Standing in front of the house facing it, there are mountains at your back and off to each side. You are facing due east, as the house is laid out on the cardinal coordinates. The house was built in two sections, the original 1835 portion to the right, and a 1910 addition to the left.


Front (West) / Side (South) View

The 1835 portion is approximately 20 by 40 feet with a standing seam metal roof. On each gabled (north and south) end there is a stone chimney (the north chimney is hidden within the 1910 addition). The upper story has five evenly spaced 6-over-6 double hung windows, the lower story has four 9-over-6 windows flanking the centered door. There is a three-pane transom over the door. Operating wooden shutters flank the windows. There is a stone porch approximately 10 by 10 feet in front of the door with a front-gabled metal roof that starts at the house just under the center upper floor window. The south end has a window on each side of the chimney, again 6-over-6 on the second floor and 9-over-6 on the first, with shutters, plus two 4-pane attic windows.

Side (South) View

The back (east face) features a full-width veranda on each floor across the main section.
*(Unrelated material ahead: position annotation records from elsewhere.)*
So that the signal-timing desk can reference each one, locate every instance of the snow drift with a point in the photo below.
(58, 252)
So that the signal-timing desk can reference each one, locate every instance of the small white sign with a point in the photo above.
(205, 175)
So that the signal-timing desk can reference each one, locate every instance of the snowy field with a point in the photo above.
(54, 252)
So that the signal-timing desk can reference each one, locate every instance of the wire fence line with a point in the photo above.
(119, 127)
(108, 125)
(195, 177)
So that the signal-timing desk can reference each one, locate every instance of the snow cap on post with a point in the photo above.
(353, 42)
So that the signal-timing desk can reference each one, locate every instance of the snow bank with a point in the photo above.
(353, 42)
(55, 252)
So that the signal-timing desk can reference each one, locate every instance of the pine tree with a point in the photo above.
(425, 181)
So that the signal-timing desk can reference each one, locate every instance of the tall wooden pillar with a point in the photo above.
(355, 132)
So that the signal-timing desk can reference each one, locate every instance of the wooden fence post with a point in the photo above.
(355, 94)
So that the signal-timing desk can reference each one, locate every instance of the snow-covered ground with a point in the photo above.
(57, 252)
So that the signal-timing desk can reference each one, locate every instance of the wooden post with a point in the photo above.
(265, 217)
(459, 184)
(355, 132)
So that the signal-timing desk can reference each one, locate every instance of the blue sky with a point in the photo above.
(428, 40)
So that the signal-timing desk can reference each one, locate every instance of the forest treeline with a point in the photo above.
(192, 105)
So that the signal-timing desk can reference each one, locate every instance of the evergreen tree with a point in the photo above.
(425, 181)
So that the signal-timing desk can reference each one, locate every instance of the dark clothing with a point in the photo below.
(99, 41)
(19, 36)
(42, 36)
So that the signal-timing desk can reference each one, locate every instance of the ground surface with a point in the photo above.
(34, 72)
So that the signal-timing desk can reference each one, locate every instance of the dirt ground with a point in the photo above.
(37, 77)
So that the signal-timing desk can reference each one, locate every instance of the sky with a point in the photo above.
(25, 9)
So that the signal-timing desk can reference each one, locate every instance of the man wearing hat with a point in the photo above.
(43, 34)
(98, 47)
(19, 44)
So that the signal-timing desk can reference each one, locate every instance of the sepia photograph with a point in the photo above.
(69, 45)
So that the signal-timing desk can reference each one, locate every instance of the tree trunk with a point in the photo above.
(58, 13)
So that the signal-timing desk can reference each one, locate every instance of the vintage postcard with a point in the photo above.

The windows and door are similar to the front, except that the second story has a door opening onto the veranda in place of the center window. There are two walkout cellar doors.

Rear (East) View

The 1910 addition is also two stories but it starts lower and has shorter stories. The front of the addition is flush with the front of the main section. The addition has two 6-over-6 windows on the each floor, with shutters, and the first floor has a door centered between the windows. The north gabled end has one door on the first floor opening out onto a roofed porch, and one 6 -over-6 window on the second story directly over the door, plus a small attic window. The rear of the addition has two 6-over-6 windows on each floor. Since the site slopes down from west to east the rear stone foundation of the addition is about six feet high, versus one foot in front.


This house has seen remarkably few alterations. The only indoor plumbing in the house as of the late 1980’s when the last of the Brills moved out was a kitchen sink, and that was supplied with water piped from the nearby springhouse. The electrical system consisted of one outlet and one overhead light in each room.

When the house was auctioned off in the early 1990’s the purchaser began a round of renovation that included upgraded electric service, a septic system, a drilled well, indoor plumbing (with 2-1/2 baths), electric baseboard heat, refinished floors, and new veranda railings. These renovations were not completed, however, and a number of necessary maintenance items were neglected.

When the current owners purchased the property in 1998 it was in need of extensive repairs and renovation. The historic nature of this house is important to the current owners and they made every reasonable effort to maintain and restore historical elements of the house. The recent, but cheap and modern, master bathroom was gutted and redone in a more appropriate style using beadboard wainscoting and a clawfoot tub. The unique door frame molding details were recreated in the master bath doorway and in the closet for the plumbing/electric in the front hallway. The entire interior was painted in a color scheme designed to accentuate the architectural moldings, chair rails, and mantels.

Some historical compromises were made, especially in light of the fact that the house is now being used as a full-time residence for two adults and two children. The old, leaky double-hung window sashes were replaced with insulated vinyl window units, but in deference to the appearance of the house the original 9 over 6 style on the first floor windows was maintained, and the windows include integrated sculpted muntins. Additionally, due to extensive rot, the rear verandas and the front porch were rebuilt using modern methods and materials, but the unique “fin” details at the eaves were salvaged in the rear and recreated in the front.


An addition to the original two-story house was build circa 1910. A grandson of Smith Brill recalls that Smith had built or at least completed building this addition. The addition is sited on the north gable end of the original house. It encloses the north chimney. It is similar in appearance to the original house in that it is two stories, has a stone foundation, wood clapboard siding, and metal roof, however the foundation and the stories themselves are not as high as the original. It includes a small porch on the north end.